"Jo Walton - Tradition" - читать интересную книгу автора (Walton Jo)

Tradition
by Jo Walton


There was a man called Walter who was born out of a tank. It shouldn't have been so
unusual, after all, when Pyrite was settled everyone had been born out a tank -- they only
sent enough people from Earth to run the equipment and get all the babies started and bring
them up. They kept right on running those tanks, too, until there were enough grown up
people to have babies of their own, people to populate Pyrite City and Great Canyon and
Simbardo and clear out to Fool's Gold, people enough to be talking about building cities off
on the other side of the Bumpy Mountains.

By the time Walter was born they were only running the tanks if the children of the children of
the first tank children didn't have enough children. There would be numbers in the news on
Landing Day every year, how many babies had been born, and if it wasn't enough, how
many tank babies would be born to make up. So having tank babies meant people weren't
doing as much as they could, and that meant that tank babies were bad, and pretty soon the
whole idea of tank babies got to be embarrassing and not to be mentioned around nice
people.

Walter grew up well enough in the orphanage, and qualified as an engineer. When he was
twenty-four he met and married a nice girl called Maud, who was prepared to overlook his
shortcomings of background because she loved him. His shortcomings weren't very obvious
as shortcomings, to tell the truth. In fact he was so good looking and smart and hardworking
that when he told people he was tank born they just didn't know what to say. Maud didn't like
him to tell people, though. It made her uncomfortable.
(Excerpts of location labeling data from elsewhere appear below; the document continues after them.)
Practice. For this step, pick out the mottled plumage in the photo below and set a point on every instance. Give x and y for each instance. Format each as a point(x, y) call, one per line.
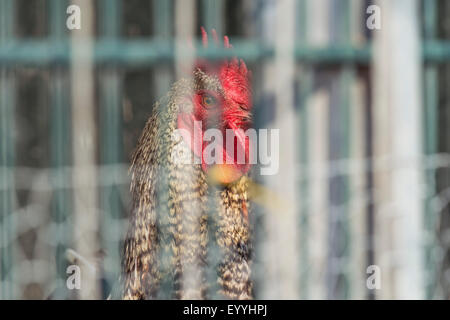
point(175, 211)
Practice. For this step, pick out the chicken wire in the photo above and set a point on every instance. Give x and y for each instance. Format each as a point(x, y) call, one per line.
point(339, 210)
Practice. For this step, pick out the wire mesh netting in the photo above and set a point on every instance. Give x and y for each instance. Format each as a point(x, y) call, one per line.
point(359, 205)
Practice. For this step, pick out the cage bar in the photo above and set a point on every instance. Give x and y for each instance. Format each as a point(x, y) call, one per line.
point(430, 147)
point(111, 143)
point(7, 158)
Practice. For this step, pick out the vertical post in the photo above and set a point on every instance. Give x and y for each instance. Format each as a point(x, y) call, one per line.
point(212, 15)
point(398, 141)
point(316, 148)
point(84, 147)
point(431, 147)
point(282, 236)
point(162, 19)
point(110, 144)
point(7, 150)
point(339, 149)
point(60, 146)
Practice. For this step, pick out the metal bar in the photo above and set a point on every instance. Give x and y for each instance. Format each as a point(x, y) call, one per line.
point(162, 17)
point(7, 159)
point(148, 52)
point(304, 87)
point(212, 15)
point(399, 135)
point(110, 144)
point(60, 150)
point(430, 147)
point(339, 132)
point(84, 146)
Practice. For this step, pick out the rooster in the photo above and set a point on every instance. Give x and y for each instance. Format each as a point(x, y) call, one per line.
point(178, 209)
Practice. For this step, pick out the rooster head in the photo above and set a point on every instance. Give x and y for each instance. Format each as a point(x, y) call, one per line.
point(221, 100)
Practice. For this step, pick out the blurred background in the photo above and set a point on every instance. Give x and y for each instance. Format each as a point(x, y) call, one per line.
point(362, 106)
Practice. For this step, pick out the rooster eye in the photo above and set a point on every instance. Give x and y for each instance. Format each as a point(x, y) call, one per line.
point(208, 101)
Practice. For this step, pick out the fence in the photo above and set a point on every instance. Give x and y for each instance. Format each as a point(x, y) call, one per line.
point(317, 75)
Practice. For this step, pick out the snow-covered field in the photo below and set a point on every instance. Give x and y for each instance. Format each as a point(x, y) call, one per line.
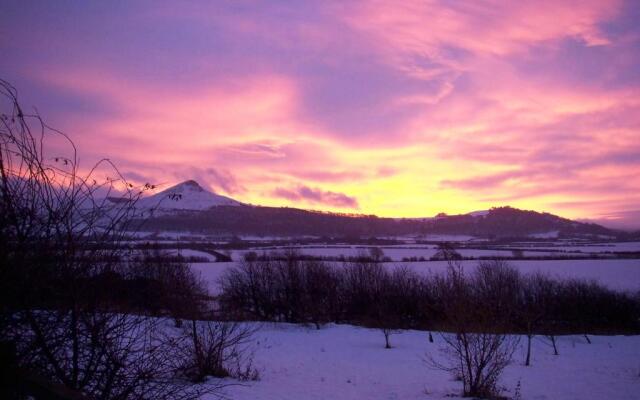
point(347, 362)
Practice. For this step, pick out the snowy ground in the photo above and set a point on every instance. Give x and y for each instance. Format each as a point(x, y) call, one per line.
point(347, 362)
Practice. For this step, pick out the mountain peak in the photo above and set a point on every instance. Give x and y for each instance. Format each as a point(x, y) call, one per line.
point(190, 185)
point(187, 195)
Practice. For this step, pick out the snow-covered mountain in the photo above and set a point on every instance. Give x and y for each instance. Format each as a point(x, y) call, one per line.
point(188, 195)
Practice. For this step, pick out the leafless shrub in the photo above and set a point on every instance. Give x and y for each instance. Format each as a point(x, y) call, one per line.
point(216, 349)
point(61, 253)
point(478, 348)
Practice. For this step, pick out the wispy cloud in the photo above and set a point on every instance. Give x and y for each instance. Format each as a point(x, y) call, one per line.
point(317, 196)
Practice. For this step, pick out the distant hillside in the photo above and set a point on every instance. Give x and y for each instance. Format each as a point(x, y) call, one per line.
point(512, 222)
point(498, 222)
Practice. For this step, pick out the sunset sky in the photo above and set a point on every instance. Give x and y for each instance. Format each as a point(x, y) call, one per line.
point(395, 108)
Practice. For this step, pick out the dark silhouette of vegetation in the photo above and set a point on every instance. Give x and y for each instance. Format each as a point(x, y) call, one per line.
point(79, 309)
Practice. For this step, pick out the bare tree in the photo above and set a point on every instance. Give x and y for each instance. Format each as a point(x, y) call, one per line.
point(478, 349)
point(59, 242)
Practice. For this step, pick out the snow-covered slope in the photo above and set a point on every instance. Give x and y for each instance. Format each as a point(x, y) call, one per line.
point(343, 362)
point(188, 195)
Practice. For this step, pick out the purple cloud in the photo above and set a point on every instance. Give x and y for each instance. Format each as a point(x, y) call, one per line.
point(317, 196)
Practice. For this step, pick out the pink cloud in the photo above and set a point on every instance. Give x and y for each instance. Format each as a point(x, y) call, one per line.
point(317, 196)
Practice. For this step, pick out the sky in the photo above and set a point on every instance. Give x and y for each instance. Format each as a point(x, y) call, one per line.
point(402, 109)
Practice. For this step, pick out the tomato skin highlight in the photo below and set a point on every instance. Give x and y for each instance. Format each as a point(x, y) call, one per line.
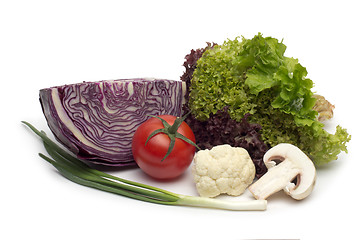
point(149, 157)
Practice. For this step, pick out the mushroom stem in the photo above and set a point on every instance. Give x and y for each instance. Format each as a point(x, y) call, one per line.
point(275, 180)
point(293, 163)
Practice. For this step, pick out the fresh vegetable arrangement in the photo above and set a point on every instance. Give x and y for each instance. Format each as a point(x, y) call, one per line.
point(78, 172)
point(244, 114)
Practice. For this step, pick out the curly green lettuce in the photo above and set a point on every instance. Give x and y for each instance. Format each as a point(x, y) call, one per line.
point(252, 76)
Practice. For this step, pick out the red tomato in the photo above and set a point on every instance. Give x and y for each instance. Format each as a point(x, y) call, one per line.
point(149, 157)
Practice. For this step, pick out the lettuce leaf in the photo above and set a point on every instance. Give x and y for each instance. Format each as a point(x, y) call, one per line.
point(252, 76)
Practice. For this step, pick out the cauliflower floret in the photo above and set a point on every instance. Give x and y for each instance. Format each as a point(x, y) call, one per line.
point(223, 169)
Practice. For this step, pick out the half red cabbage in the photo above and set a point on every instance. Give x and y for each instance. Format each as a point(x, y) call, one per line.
point(97, 120)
The only way his background made him really unusual was that he didn't have any family.
Everyone on Pyrite had more brothers and sisters and cousins and uncles and aunts and
grandmothers and grandfathers than they could really keep track of. Walter didn't have
anyone, except once he'd got married he had Maud's relations, who accepted him into the
connection fairly graciously, considering. Now Maud was a Delgarno, or at least her mother
was, and her father was a Li, and you'd think that would be enough relations for anyone, and
that's what Maud told her daughter Arabetsy when she was getting old enough to be asking
questions.

Walter's lack of family made him surprisingly fond of Maud's family traditions. He especially
loved all the holidays when they'd get together in each other's houses and eat. One year it
was their turn to host the Landing Day dinner for the whole clan. Walter was helping Maud
cook in advance, and she asked him to cut the end off the ham for her.

"How much should I cut off?" he asked.

Maud hesitated, and Walter wondered if this was something that everyone knew except tank
kids. "Oh, about ten centimetres, honey," she replied.

He cut the end off in a jiffy with his monofilament saw, and as he gave the ham to his wife he
asked, "Why do you do that?"

"What?" she asked, busily sticking silverburrs on sticks.